Pardaillan raconta brièvement l’histoire de son amour, son arrestation au moment où Loïse l’appelait, son séjour à la Bastille, son départ, la lettre qu’il était chargé de remettre, enfin, tout ce que savent déjà nos lecteurs.

Il ne tut dans tout cela que le nom de Montmorency, se réservant de le dire au bon moment. Et ce moment serait celui où l’on commencerait les recherches.

— J’ai comme un vague soupçon, ajouta-t-il en terminant, du lieu où elle peut être et de l’homme qui a pu avoir un intérêt à enlever Loïse et sa mère. Et, si vous le voulez, nous commencerons nos recherches dans les environs du Temple.

— Très bien, cher ami ; quand voulez-vous que nous commencions ?

— Mais dès demain.

— Dès demain, bon ; je suis tout à vous. Maintenant, venez que je vous présente à certaines personnes qui ont envie de vous voir.

— Quelles sont ces personnes ?

— Le roi de Navarre, le prince de Condé, l’amiral… Venez, venez, pas de façons, mon cher, vous êtes connu ici, et votre histoire d’évasion de la Bastille va achever de vous valoir l’admiration de ces grands seigneurs…

Bon gré mal gré, Pardaillan fut entraîné par le comte de Marillac.

Celui-ci traversa rapidement deux ou trois pièces et parvint dans le grand salon d’honneur de l’hôtel Coligny.

Là, autour d’une table, étaient assis cinq personnages.

Pardaillan reconnut immédiatement deux d’entre eux :

Téligny, qu’il venait de voir, et l’amiral Coligny qu’il avait eu occasion de voir de loin deux ou trois fois.

Les trois autres lui étaient inconnus.

Le comte de Marillac, tenant toujours Pardaillan par la main, s’avança jusqu’à la table et dit :

— Sire, et vous, monseigneur, et vous, monsieur l’amiral, et vous, mon cher colonel, voici le sauveur de la reine, M. le chevalier Jean de Pardaillan.

À ces mots, ces personnages qui n’avaient pas vu sans inquiétude entrer un inconnu, bien que cet inconnu fût amené par un des leurs, ces personnages, disons-nous, levèrent sur le chevalier des yeux pleins de bienveillance, de cordialité et d’admiration.

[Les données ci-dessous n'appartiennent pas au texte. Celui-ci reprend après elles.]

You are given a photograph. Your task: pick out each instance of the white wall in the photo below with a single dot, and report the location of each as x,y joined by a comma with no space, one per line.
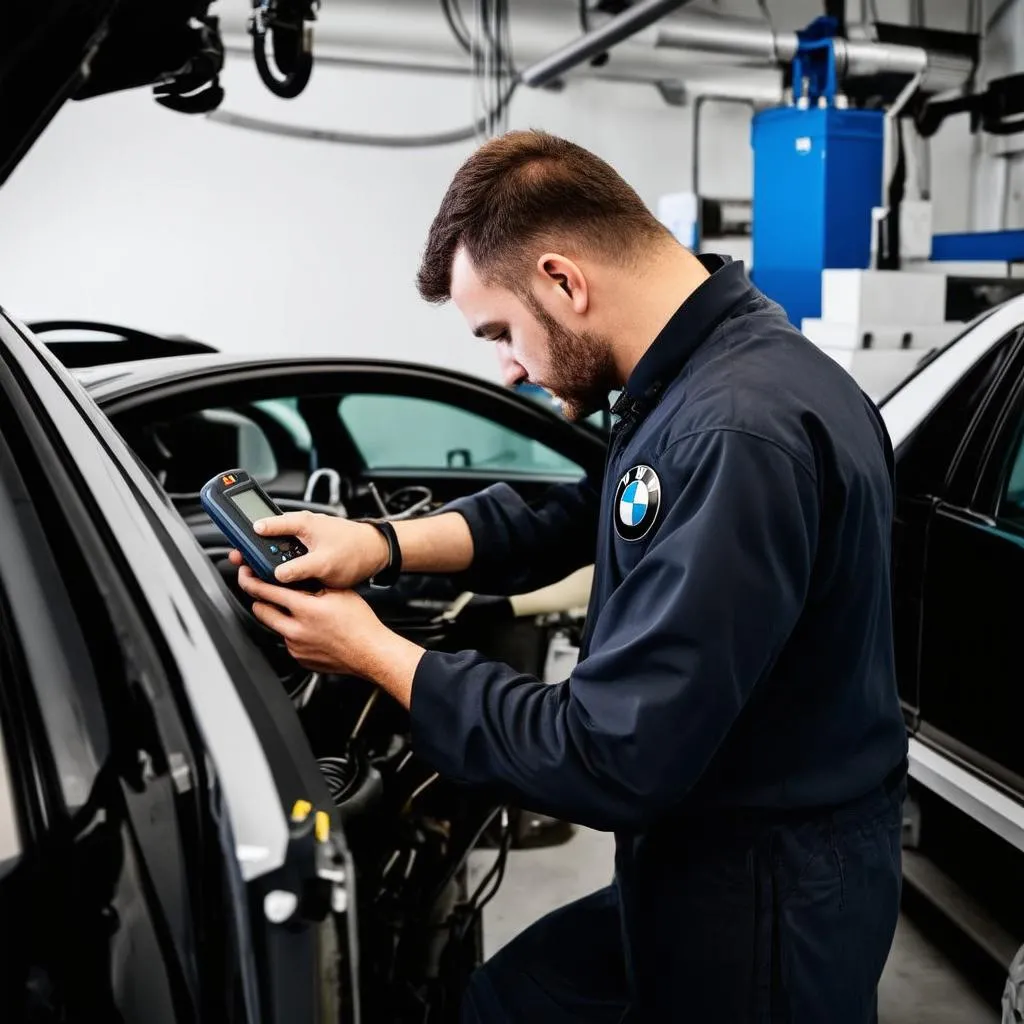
126,211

— Touchez-là, jeune homme ! s’écria, le premier, Coligny. Vous avez été fort comme Samson, courageux comme David, et vous avez évité à la Réforme un irréparable malheur.

Le chevalier saisit la main qui lui était tendue avec un respect et une émotion visibles.

— Et moi aussi, je veux toucher cette main qui a sauvé ma mère, dit alors avec un fort accent gascon des plus désagréables un jeune homme de dix-sept à dix-huit ans, qui n’était autre que le roi de Navarre, futur roi de France sous le nom d’Henri IV.